Constitutionnelle ou pas, là n’est plus la question, mais il s’agit maintenant de gérer les conséquences des débordements de la désobéissance civile, un excès certes inattendu par les organisateurs de la manifestation, si l’on s’en tient à leurs déclarations au départ des 10 commandements. Le président du Congrès national d’Initiative démocratique (CNID FYT), Me Mountaga Tall, ancien président du Comité national d’Initiative démocratique (Cnid, première association politique créée en octobre 1990 contre la dictature militaire et du parti unique UDPM), s’est assumé entièrement, et il ne peut en être autrement pour les autres responsables du M5 RFP. « Interpellé avec Choguel Maïga, dans l’après midi du samedi 11 juillet, et après une longue audition au cours de laquelle j’ai assumé ‘’les 10 commandements de la désobéissance civile’’, mon rôle et ma place au M5 RFP, malgré mon refus catégorique de partir sans mes camarades, j’ai été ‘’expulsé manu militari’’ à 23 heures, du Camp I sur protestation énergique du Bâtonnier. La lutte continue », nous a confié Me Mountaga Tall.

Dans une déclaration déposée notre rédaction en date du 12 juillet, le parti pour la renaissance nationale (Parena), parti au pouvoir dans le gouvernement sortant, hausse le ton et condamne. « Très inquiet de la dégradation de la situation politique, le PARENA exprime sa vive préoccupation devant les violences qui ont entrainé pertes en vies humaines, destructions d’édifices publics, pillages et saccages de biens publics et privés. Il condamne l’usage excessif de la force et les tirs à balles réelles contre des manifestants ». Le PARENA déplore « le détournement des missions de la Force Spéciale anti-terroriste (FORSAT). Il regrette également les débordements de la manifestation du 10 juillet ayant conduit à l’occupation de la cour et des studios de la radio et de la télévision publiques ainsi que le sac des bureaux de l’Assemblée Nationale. Il les condamne ». Inquiet de la tournure prise par les événements, « le PARENA recommande : 1. La libération des leaders de la contestation interpellés les 10 et 11 juillet ; 2. L’ouverture immédiate d’un dialogue avec le M5-RFP pour négocier une sortie de crise en vue du retour à la stabilité et de la conduite, dans le consensus, des  réformes politiques et institutionnelles ; 3. Le retrait immédiat de la FORSAT du dispositif de maintien de l’ordre ; 4. L’ouverture d’une enquête indépendante pour situer la responsabilité des morts et des violences des 10 et 11 juillet ; 5. Suite à la dissolution de fait de la cour constitutionnelle, la nomination de neuf nouveaux juges par le président de la République ».

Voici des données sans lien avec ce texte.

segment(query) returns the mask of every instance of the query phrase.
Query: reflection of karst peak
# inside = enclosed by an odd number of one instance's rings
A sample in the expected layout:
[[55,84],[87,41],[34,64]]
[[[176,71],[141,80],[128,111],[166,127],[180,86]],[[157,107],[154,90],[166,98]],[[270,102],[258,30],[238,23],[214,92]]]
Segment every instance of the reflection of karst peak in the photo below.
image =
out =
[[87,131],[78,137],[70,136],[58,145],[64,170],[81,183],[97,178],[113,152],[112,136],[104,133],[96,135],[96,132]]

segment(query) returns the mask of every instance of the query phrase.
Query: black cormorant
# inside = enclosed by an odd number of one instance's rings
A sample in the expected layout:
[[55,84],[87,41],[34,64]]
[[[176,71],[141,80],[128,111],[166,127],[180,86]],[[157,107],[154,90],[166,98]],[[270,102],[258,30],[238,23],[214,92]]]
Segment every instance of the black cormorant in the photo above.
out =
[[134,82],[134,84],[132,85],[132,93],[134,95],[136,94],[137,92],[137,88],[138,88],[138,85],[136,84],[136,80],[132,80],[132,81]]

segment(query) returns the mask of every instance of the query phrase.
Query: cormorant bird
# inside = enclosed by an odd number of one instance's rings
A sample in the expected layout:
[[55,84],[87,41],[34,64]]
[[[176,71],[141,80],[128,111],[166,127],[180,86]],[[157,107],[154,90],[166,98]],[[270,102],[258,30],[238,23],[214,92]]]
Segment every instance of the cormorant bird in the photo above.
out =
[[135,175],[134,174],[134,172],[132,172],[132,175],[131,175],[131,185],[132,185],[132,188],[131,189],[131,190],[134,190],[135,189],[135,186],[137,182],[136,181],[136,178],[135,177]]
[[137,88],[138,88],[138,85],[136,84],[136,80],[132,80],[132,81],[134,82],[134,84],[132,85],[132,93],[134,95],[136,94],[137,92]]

On s’interroge sur l’issue de cette situation incertaine à Bamako. La détermination est intacte chez les membres du M5 RFP malgré les appels de l’Imam Mahmoud Dicko au calme. Le leader et l’autorité morale du M5 RFP souhaite la paix, mais demeure exigeant sur l’instauration de la démocratie et la bonne gouvernance. Ce sera donc l’impasse de compter imposer la paix et la tranquillité en utilisant contre les manifestants, les Forsats dédiées à la lutte anti-terroriste. Sans conteste s’allonge le rang des pauvres, des victimes du régime et des mécontents. La solution ne réside pas dans les tueries qui ne font que radicaliser les positions contre le régime.